American Classical Music - 20th Century

20th Century

In the early 20th century, George Gershwin was greatly influenced by African American music. He created a convincing synthesis of music from several traditions. Similarly inclined was Leonard Bernstein, who at times mixed non-tonal music with Jazz.

Many of the major classical composers of the 20th century were influenced by folk traditions, none more quintessentially, perhaps, than Charles Ives or Aaron Copland. Other composers adopted features of folk music, from the Appalachians, the plains and elsewhere, including Roy Harris, Elmer Bernstein, William Schuman, David Diamond, Elie Siegmeister, and others. Yet other early to mid-20th century composers continued in the more experimental traditions, including such figures as Charles Ives, George Antheil, John Cage and Henry Cowell.

It was during the 20th Century that film music was first created. Over the evolution of the cinema the music took on greater and greater sophistication. Significant composers of film music include Erich Wolfgang Korngold, Bernard Hermann, Jerry Goldsmith and John Williams.

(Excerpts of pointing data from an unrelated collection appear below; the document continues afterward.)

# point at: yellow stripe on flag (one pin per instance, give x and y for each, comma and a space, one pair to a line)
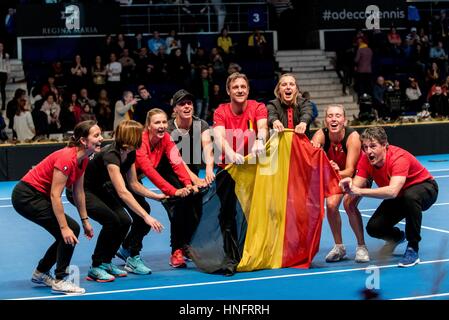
264, 201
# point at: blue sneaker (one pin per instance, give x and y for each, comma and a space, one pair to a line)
136, 265
390, 246
123, 254
409, 259
113, 270
98, 274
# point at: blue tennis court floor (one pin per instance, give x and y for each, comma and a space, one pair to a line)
22, 244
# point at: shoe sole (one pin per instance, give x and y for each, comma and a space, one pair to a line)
67, 293
40, 283
99, 280
118, 255
341, 259
129, 269
409, 265
179, 266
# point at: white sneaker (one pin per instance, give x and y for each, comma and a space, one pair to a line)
66, 287
361, 254
42, 278
337, 253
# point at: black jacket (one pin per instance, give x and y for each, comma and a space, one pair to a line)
278, 111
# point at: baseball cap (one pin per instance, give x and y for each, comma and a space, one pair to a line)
181, 95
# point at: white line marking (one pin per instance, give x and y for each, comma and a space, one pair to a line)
223, 282
438, 170
63, 195
424, 297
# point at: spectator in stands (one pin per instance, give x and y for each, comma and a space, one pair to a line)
5, 69
85, 99
344, 66
394, 100
124, 108
88, 113
202, 88
363, 68
343, 148
99, 74
59, 74
395, 41
234, 67
438, 54
23, 121
10, 28
144, 66
11, 108
257, 44
128, 66
145, 103
217, 64
439, 105
432, 75
114, 71
109, 46
49, 87
224, 41
70, 113
379, 97
413, 38
156, 42
79, 74
289, 110
52, 109
172, 42
178, 67
414, 96
3, 135
160, 62
306, 95
103, 112
121, 43
199, 59
136, 44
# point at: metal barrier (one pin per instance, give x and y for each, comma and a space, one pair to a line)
198, 17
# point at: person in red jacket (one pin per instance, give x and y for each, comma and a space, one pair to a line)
240, 128
156, 145
37, 197
406, 186
342, 146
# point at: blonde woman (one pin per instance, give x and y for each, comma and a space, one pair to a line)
289, 109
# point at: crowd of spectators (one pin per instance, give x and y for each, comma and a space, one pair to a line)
402, 71
128, 77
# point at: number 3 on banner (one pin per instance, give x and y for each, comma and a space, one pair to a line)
256, 17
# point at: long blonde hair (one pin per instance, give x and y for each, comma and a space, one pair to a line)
277, 90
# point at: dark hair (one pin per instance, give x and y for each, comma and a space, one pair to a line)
128, 134
81, 130
375, 133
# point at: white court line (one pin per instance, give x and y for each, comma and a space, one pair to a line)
424, 297
200, 284
422, 227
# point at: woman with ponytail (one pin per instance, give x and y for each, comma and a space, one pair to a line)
37, 197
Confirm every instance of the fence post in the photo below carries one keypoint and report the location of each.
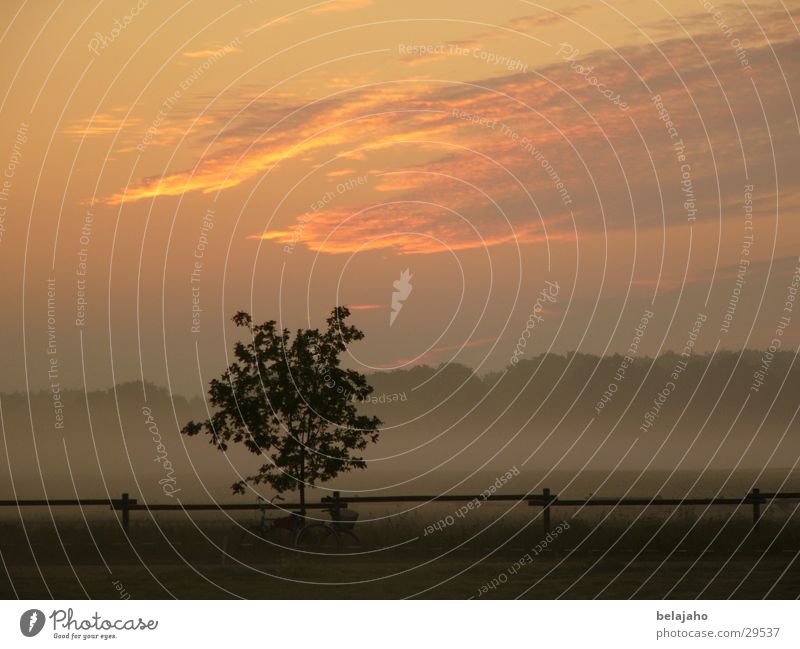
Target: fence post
(546, 512)
(756, 507)
(126, 515)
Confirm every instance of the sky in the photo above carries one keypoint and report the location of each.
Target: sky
(546, 173)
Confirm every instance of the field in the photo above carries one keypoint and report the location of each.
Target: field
(675, 554)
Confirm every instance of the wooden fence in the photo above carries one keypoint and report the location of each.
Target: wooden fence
(336, 502)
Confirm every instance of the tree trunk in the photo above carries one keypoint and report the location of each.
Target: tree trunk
(303, 481)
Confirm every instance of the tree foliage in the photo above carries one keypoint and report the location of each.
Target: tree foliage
(290, 401)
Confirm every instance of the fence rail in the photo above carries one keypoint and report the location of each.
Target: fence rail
(336, 502)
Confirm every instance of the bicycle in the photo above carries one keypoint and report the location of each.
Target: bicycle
(272, 535)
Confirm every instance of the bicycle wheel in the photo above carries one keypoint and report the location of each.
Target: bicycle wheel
(349, 542)
(319, 538)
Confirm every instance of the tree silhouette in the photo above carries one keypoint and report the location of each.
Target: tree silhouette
(291, 401)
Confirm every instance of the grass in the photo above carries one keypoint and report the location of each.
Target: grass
(678, 556)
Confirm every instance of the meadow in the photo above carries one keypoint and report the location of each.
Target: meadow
(668, 553)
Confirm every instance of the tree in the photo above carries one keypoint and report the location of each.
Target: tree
(290, 401)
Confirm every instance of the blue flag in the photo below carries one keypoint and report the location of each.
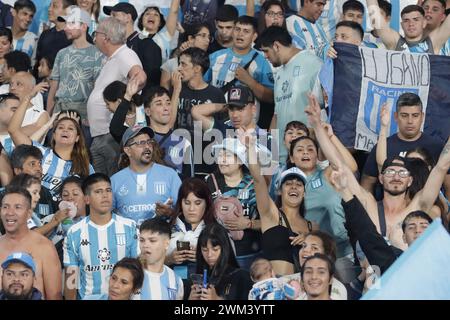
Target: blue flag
(365, 78)
(421, 273)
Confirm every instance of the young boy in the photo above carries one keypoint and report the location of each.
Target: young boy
(267, 286)
(160, 282)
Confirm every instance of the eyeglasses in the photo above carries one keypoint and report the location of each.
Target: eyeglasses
(6, 96)
(204, 35)
(95, 33)
(403, 173)
(275, 14)
(17, 275)
(141, 143)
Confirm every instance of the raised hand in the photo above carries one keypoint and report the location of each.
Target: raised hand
(338, 179)
(329, 129)
(246, 137)
(132, 87)
(313, 111)
(39, 88)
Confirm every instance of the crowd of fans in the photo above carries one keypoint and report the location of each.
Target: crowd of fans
(185, 152)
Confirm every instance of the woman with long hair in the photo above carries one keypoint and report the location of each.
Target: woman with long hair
(152, 24)
(283, 223)
(216, 261)
(67, 155)
(193, 211)
(420, 164)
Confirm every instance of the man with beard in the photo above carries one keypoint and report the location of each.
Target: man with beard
(15, 211)
(305, 31)
(435, 15)
(18, 278)
(413, 22)
(296, 76)
(228, 64)
(389, 213)
(95, 244)
(144, 189)
(409, 117)
(225, 20)
(76, 67)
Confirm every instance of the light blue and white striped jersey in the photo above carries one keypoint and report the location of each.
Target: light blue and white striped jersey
(330, 17)
(26, 44)
(370, 41)
(96, 249)
(306, 35)
(164, 40)
(135, 195)
(223, 65)
(54, 169)
(292, 83)
(7, 143)
(445, 51)
(241, 5)
(161, 286)
(178, 152)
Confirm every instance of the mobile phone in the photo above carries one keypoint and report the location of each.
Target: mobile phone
(183, 245)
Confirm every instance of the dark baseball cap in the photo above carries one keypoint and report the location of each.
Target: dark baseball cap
(395, 161)
(20, 257)
(133, 131)
(226, 13)
(239, 97)
(121, 7)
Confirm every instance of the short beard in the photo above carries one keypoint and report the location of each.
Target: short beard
(23, 296)
(395, 192)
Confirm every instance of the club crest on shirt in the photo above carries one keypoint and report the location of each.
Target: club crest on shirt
(174, 152)
(285, 86)
(233, 66)
(235, 94)
(316, 183)
(123, 191)
(159, 187)
(120, 239)
(104, 254)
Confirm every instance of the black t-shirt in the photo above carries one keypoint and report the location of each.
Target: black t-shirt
(214, 46)
(396, 146)
(190, 97)
(251, 242)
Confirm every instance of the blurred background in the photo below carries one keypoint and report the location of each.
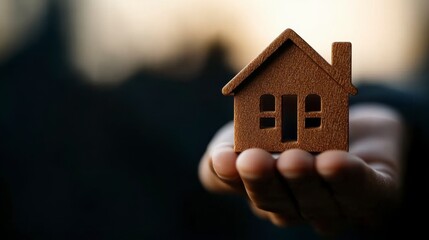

The 20th Century also saw important works published by such significant immigrant composers as Igor Stravinsky and Arnold Schoenberg who came to America for a variety of reasons, including political persecution, aesthetic freedom and economic opportunity.

In the 1980s, after a period during which self-defined American "classical" composers like John Cage adopted atonal structures, Philip Glass revived tonality and traditional genres, such as opera in works like Einstein on the Beach. Glass helped create a mass market for "classical" music after audiences outside of the avant-garde had simply generally refused Modernist, atonal music.

A pessimist model, shared by Aldous Huxley and Theodor Adorno, of the classical tradition in Europe was that it peaked with Beethoven. Aldous Huxley believed that subsequent classical music was vulgarized with the re-entry of the unsublimated erotic and Adorno believed that commodification entered with Wagner. "American classical music" flourished much after Beethoven. Some might say, beyond the pessimism of European sentimentalities.